Measuring mutagenicity in vivo at single-cell resolution using DMEM. In the DMEM assay, human cells are exposed to a test compound. Exposed cells then undergo PTA and single-cell sequencing to create a map of genome–mutagen interactions in living cells. (A) Single cells exposed to N-ethyl-N-nitrosourea (ENU) or D-mannitol (MAN) show a dose-dependent increase in ENU-induced mutagenesis. (n = 5 for all samples except highest dose of ENU where n = 4.) (B) Base change preference by ENU and D-mannitol identify the previously recognized T to C (A to G) and T to A (A to T) base changes as being most common with ENU exposure. (C) Identification of a unique ENU mutational signature, which was deconvoluted into known COSMIC single base substitution signatures.

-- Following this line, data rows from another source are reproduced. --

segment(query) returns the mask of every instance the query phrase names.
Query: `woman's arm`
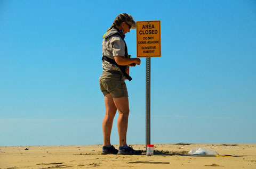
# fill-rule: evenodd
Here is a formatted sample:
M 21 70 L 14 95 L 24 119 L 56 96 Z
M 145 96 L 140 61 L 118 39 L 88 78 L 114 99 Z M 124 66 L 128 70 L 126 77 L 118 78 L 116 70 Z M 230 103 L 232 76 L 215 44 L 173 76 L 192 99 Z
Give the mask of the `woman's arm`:
M 122 56 L 114 56 L 116 63 L 121 66 L 127 65 L 131 64 L 140 64 L 140 59 L 139 58 L 126 58 Z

The relative proportion of COSMIC signatures were then used to reconstruct a signature that can then be compared to the original ENU signature to identify which changes are captured by the approach. (For boxplots, center line is the median; box limits represent upper and lower quartiles; whiskers represent 1.5× interquartile range; points show outliers.)
Fig. 6.
Fig. 6.
Measuring off-target activity of genome editing strategies at single-cell resolution. (A) Overview of experimental and computational strategy where single edited cells are sequenced and indel calling is limited to sites with up to five mismatches with the protospacer. (B) Number of indel calls per cell. Each control or experimental cell type underwent indel calling where the target region had up to five base mismatches with either the VEGFA or EMX1 protospacer sequences. The gRNA or control listed in the key specify which gRNA that cell received. Instances where the indel is called in a genomic region that does not match the gRNA received by that cell are presumed to be false positives. (C) Table of total number of off-target indel locations called that were either unique to one cell or found in multiple cells. (D) Genomic locations of recurrent indels with EMX1 or VEGFA gRNAs. On-target sites are noted in gray. (E) Circos plots of SV identified in each cell type that received either the EMX1 or VEGFA gRNA with sites that contained at least one recurrent breakpoint seen across cell types in green or only in that cell type in red. The number of SV detected per cell is plotted to the right. (For boxplots, center line is the median; box limits represent upper and lower quartiles; whiskers represent 1.5× interquartile range; points show outliers.)